Mort de Justine en gare d'Audrieu : la condamnation de SNCF Mobilités confirmée en appel et son amende doublée

SNCF Mobilités a été condamnée lundi 25 janvier 2021 pour "homicide involontaire" par la Cour d'appel de Rouen à une amende de 100.000 euros suite à la mort de Justine, une adolescente fauchée par un train en juillet 2010.

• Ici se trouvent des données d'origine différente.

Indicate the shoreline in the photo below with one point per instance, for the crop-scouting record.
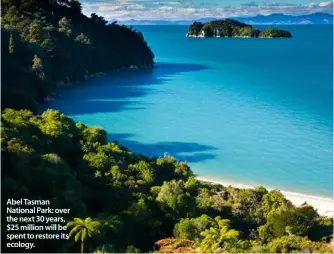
(324, 206)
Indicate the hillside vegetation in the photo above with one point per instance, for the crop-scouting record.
(233, 28)
(49, 43)
(119, 201)
(138, 201)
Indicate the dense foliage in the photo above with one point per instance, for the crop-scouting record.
(232, 28)
(133, 202)
(120, 201)
(49, 43)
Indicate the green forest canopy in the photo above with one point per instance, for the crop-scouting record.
(47, 43)
(233, 28)
(127, 202)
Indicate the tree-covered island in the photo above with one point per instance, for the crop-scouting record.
(119, 201)
(233, 28)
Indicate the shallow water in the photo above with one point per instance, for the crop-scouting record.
(254, 111)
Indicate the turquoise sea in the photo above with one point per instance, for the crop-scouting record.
(253, 111)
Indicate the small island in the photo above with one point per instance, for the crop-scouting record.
(233, 28)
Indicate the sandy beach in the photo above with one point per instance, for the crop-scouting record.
(324, 206)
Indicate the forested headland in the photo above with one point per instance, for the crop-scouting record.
(233, 28)
(49, 43)
(120, 201)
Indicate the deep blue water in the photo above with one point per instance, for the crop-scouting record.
(254, 111)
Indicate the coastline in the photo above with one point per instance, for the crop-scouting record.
(324, 206)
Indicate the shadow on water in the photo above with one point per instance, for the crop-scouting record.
(185, 151)
(118, 91)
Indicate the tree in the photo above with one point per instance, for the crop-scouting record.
(11, 44)
(81, 229)
(64, 26)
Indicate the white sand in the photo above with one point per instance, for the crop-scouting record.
(324, 206)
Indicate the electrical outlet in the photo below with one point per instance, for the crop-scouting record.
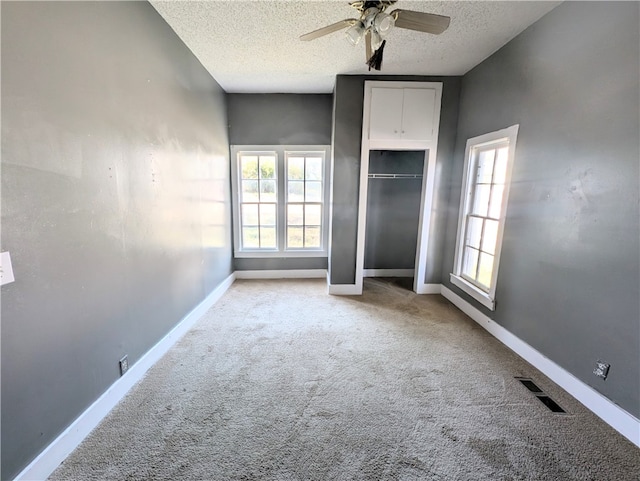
(6, 270)
(124, 365)
(602, 369)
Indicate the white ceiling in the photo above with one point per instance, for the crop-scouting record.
(253, 46)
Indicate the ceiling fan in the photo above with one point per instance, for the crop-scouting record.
(374, 24)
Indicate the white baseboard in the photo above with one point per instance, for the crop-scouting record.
(283, 274)
(616, 417)
(429, 289)
(388, 273)
(345, 289)
(49, 459)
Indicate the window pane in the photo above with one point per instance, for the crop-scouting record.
(294, 237)
(313, 215)
(267, 214)
(312, 237)
(481, 200)
(250, 237)
(470, 262)
(250, 191)
(267, 237)
(474, 231)
(295, 168)
(314, 168)
(486, 269)
(485, 166)
(314, 192)
(267, 167)
(268, 191)
(296, 191)
(495, 207)
(249, 166)
(490, 236)
(249, 214)
(294, 214)
(501, 165)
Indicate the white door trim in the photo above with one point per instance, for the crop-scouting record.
(431, 149)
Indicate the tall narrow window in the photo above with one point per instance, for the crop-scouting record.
(488, 161)
(258, 199)
(304, 199)
(279, 201)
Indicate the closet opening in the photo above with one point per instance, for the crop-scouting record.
(394, 196)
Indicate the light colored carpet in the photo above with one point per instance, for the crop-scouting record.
(280, 381)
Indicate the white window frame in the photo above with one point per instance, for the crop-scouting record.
(281, 152)
(505, 136)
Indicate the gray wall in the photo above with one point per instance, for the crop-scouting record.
(279, 119)
(115, 203)
(569, 272)
(393, 210)
(347, 142)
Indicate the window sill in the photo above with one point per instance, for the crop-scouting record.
(279, 254)
(468, 288)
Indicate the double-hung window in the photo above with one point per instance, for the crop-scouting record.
(280, 206)
(485, 190)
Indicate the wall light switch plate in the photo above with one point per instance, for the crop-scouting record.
(602, 369)
(6, 270)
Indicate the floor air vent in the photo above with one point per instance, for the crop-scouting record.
(539, 393)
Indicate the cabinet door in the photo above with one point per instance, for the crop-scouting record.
(385, 117)
(417, 114)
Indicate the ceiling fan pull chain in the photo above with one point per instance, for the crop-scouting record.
(375, 61)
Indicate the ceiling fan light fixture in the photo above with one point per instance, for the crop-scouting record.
(355, 33)
(383, 23)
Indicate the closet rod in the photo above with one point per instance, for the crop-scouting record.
(395, 176)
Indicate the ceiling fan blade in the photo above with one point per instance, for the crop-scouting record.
(420, 21)
(334, 27)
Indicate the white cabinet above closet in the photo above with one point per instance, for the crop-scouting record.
(405, 114)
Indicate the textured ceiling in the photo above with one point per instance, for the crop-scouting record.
(253, 46)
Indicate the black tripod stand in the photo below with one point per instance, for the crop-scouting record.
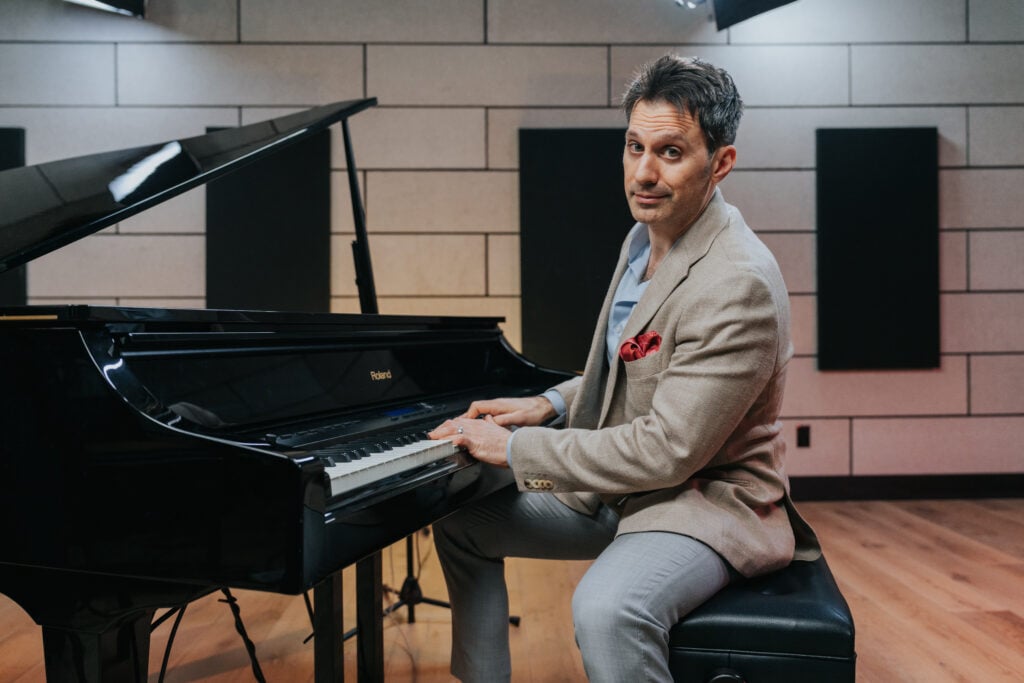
(411, 595)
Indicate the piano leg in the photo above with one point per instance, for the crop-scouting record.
(370, 619)
(329, 657)
(120, 654)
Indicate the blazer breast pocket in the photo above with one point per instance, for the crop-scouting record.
(646, 367)
(641, 382)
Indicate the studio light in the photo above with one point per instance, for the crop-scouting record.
(129, 7)
(728, 12)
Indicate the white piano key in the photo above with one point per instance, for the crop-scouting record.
(377, 466)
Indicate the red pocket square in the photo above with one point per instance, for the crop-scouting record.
(639, 346)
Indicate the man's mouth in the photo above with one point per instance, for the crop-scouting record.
(647, 199)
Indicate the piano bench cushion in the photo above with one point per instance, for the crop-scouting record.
(792, 625)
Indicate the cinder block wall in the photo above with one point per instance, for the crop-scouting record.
(438, 163)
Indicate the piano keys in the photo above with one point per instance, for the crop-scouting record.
(151, 456)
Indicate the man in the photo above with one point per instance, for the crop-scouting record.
(670, 469)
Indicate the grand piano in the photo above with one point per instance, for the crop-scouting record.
(152, 456)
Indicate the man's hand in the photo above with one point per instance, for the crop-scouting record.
(484, 439)
(529, 412)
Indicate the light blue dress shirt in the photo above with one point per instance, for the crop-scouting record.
(630, 289)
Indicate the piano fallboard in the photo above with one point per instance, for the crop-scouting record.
(194, 446)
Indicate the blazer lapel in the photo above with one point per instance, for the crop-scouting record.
(690, 248)
(587, 407)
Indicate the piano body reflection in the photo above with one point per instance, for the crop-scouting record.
(151, 456)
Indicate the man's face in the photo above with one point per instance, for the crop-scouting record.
(668, 173)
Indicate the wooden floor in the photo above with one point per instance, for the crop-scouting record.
(936, 589)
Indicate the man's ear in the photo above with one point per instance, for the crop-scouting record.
(723, 162)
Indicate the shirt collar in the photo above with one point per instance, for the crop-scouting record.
(639, 252)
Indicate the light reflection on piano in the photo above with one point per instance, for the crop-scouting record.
(151, 456)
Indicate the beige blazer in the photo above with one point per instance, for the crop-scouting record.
(686, 439)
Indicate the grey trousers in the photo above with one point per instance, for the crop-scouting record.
(638, 587)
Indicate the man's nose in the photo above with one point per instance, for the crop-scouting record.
(646, 170)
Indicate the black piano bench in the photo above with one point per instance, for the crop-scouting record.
(792, 626)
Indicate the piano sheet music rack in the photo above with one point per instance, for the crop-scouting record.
(152, 456)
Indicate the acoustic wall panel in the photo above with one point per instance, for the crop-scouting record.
(13, 291)
(268, 232)
(878, 249)
(573, 217)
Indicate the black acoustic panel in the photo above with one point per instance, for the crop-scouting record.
(268, 231)
(13, 290)
(878, 248)
(728, 12)
(573, 217)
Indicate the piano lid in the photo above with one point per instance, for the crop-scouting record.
(47, 206)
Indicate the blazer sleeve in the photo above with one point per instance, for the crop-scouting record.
(678, 410)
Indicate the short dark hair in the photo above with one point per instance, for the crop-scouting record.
(695, 87)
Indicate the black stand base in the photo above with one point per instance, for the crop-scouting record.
(411, 594)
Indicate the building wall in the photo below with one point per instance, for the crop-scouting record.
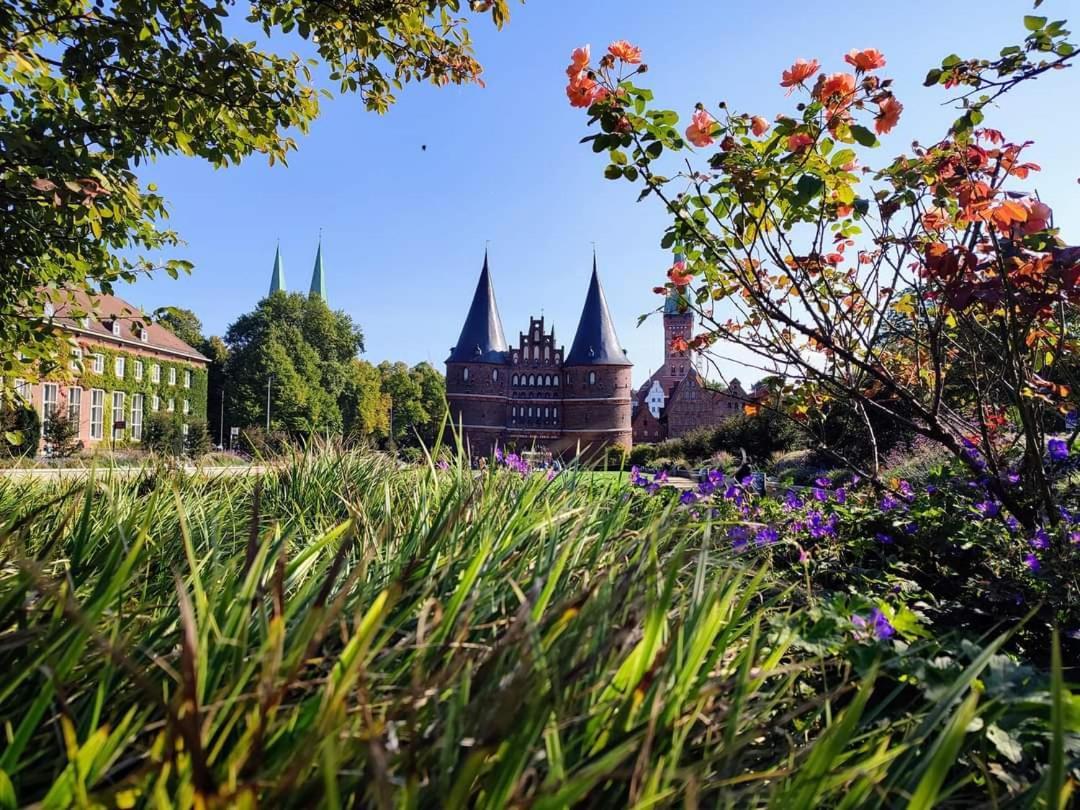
(86, 380)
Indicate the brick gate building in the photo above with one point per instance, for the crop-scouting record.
(535, 395)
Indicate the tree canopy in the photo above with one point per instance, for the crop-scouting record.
(93, 90)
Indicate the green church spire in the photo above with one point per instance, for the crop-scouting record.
(278, 280)
(318, 277)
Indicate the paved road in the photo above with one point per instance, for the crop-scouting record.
(44, 473)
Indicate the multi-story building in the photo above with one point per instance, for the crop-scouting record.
(535, 395)
(676, 399)
(119, 368)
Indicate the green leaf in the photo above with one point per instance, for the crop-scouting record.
(863, 136)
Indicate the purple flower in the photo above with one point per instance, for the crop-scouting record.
(1040, 539)
(875, 624)
(767, 536)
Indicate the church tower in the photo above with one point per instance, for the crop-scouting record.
(596, 376)
(477, 382)
(318, 277)
(278, 279)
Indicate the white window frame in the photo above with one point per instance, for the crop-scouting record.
(75, 404)
(96, 413)
(118, 432)
(137, 417)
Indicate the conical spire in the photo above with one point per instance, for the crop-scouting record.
(595, 342)
(318, 278)
(482, 339)
(278, 280)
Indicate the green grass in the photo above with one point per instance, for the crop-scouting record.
(346, 633)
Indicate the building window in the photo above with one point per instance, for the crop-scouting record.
(75, 405)
(137, 417)
(49, 393)
(118, 414)
(96, 414)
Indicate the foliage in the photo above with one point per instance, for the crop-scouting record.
(343, 632)
(887, 294)
(92, 91)
(61, 434)
(21, 428)
(299, 350)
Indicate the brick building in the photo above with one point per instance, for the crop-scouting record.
(676, 399)
(535, 395)
(118, 369)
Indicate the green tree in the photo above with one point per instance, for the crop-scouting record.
(93, 90)
(300, 351)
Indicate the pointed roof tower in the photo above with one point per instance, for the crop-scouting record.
(595, 342)
(482, 339)
(278, 280)
(318, 277)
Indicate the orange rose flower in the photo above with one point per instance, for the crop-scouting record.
(581, 91)
(889, 110)
(864, 61)
(622, 50)
(798, 140)
(579, 61)
(700, 131)
(797, 73)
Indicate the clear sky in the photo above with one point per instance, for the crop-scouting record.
(404, 229)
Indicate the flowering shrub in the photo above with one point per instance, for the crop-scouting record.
(932, 293)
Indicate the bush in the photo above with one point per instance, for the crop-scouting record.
(62, 435)
(21, 430)
(642, 455)
(198, 440)
(162, 434)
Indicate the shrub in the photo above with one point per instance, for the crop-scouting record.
(21, 430)
(62, 435)
(198, 440)
(162, 434)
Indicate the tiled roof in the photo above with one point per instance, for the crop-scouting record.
(102, 310)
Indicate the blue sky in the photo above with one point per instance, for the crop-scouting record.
(404, 229)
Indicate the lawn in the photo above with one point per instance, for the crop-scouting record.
(343, 632)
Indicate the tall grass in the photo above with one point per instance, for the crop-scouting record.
(346, 633)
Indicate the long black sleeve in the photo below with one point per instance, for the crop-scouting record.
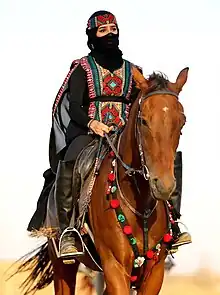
(78, 98)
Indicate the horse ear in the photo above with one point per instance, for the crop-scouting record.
(181, 79)
(139, 79)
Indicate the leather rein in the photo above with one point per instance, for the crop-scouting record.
(144, 170)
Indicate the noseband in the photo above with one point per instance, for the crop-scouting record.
(144, 171)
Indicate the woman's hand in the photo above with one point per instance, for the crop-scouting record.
(99, 128)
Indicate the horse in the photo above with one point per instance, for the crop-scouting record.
(129, 209)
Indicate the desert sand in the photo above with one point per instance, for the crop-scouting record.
(201, 283)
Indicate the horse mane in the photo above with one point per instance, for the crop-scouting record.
(158, 81)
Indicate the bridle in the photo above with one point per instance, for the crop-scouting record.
(144, 170)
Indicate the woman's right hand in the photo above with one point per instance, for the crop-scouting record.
(99, 128)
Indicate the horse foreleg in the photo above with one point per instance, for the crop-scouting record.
(153, 280)
(116, 278)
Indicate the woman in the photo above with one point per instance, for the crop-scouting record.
(97, 93)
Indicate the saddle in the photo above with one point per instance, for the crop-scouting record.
(85, 171)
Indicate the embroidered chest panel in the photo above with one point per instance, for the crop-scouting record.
(101, 82)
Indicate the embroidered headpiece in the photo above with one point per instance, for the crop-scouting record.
(102, 19)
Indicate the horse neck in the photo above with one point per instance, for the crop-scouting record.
(137, 190)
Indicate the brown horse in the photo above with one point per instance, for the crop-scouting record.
(128, 212)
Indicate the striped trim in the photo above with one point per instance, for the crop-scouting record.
(62, 88)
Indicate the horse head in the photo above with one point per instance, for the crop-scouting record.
(159, 121)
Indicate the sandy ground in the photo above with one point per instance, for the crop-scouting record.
(202, 283)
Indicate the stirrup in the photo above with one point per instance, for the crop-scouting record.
(75, 254)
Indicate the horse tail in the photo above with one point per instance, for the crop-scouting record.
(38, 263)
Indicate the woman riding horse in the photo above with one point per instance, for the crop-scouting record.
(97, 93)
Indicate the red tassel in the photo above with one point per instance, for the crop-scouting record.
(167, 238)
(127, 229)
(150, 254)
(111, 176)
(133, 279)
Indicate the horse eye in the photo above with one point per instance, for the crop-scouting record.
(144, 122)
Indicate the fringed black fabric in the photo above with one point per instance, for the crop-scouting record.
(38, 263)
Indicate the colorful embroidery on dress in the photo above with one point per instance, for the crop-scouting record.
(102, 82)
(101, 20)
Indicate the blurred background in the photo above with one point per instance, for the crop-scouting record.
(40, 39)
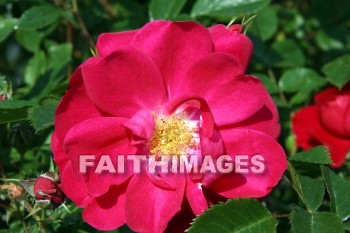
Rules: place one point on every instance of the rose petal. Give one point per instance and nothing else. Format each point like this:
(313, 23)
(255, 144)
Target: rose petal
(232, 42)
(310, 132)
(251, 142)
(141, 125)
(75, 105)
(218, 78)
(107, 212)
(60, 158)
(124, 82)
(265, 120)
(74, 187)
(195, 196)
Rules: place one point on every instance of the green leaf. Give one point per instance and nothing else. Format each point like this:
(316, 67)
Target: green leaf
(338, 71)
(29, 39)
(268, 83)
(38, 17)
(317, 155)
(165, 9)
(313, 192)
(36, 67)
(14, 110)
(288, 54)
(226, 7)
(266, 23)
(42, 117)
(310, 191)
(301, 79)
(6, 27)
(238, 215)
(320, 222)
(339, 192)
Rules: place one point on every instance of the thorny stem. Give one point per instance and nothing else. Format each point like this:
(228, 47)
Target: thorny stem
(82, 25)
(26, 229)
(274, 80)
(281, 215)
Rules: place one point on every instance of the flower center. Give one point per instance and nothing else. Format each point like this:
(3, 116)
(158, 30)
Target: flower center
(172, 135)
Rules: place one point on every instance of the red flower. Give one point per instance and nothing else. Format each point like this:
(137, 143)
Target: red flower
(47, 190)
(166, 88)
(326, 123)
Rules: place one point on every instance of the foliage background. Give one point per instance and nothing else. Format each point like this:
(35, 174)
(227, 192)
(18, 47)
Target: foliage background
(301, 47)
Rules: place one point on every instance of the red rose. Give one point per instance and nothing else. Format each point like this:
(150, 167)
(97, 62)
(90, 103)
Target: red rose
(167, 88)
(326, 123)
(47, 190)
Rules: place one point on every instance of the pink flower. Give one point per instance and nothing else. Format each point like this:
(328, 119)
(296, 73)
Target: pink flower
(326, 123)
(47, 190)
(169, 87)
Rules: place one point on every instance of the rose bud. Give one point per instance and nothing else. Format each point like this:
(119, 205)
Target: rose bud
(47, 190)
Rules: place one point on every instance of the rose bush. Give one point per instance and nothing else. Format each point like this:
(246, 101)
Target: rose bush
(326, 123)
(147, 79)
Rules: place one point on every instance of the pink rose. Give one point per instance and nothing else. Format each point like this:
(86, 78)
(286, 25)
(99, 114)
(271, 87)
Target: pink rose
(169, 87)
(326, 123)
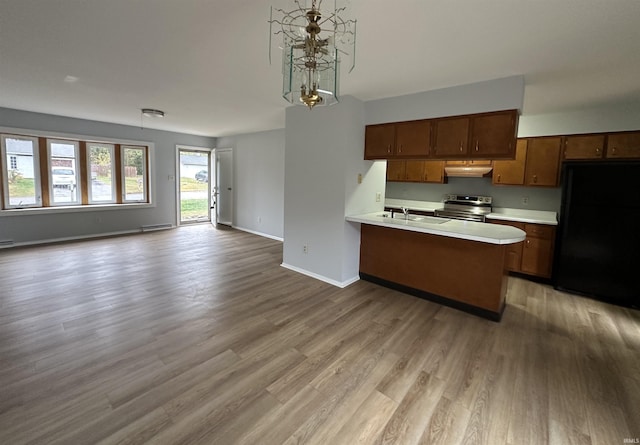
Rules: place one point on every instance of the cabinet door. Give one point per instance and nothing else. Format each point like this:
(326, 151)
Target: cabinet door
(414, 171)
(511, 172)
(395, 171)
(379, 141)
(434, 171)
(494, 135)
(624, 145)
(584, 147)
(451, 137)
(413, 139)
(543, 161)
(537, 252)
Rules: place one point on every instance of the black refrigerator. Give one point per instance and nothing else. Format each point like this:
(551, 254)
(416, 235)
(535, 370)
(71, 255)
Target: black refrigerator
(598, 237)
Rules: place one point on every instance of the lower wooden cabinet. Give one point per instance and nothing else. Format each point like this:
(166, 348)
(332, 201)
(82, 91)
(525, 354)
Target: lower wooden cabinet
(537, 251)
(534, 255)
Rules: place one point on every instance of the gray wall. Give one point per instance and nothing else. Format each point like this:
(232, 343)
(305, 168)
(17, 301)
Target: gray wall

Justine, 17 ans, est décédée le 2 juillet 2010 après avoir été percutée par un train en gare d'Audrieu
Justine, 17 ans, est décédée le 2 juillet 2010 après avoir été percutée par un train en gare d'Audrieu

La société SNCF Mobilités ea été condamnée le 25 janvier 2021 pour "homicide involontaire" à une peine conforme à ce qu'avait demandé le parquet général durant le procès à Rouen. 

Le 2 juillet 2010, Justine, 17 ans, avait été, selon les termes de sa mère, "broyée" par un train qui traversait la halte ferroviaire d'Audrieu (Calvados)
à 147 km/h. La bachelière venait de descendre d'un autre train et empruntait le passage aménagé pour traverser les voies, afin de rejoindre son petit ami sur l'autre quai.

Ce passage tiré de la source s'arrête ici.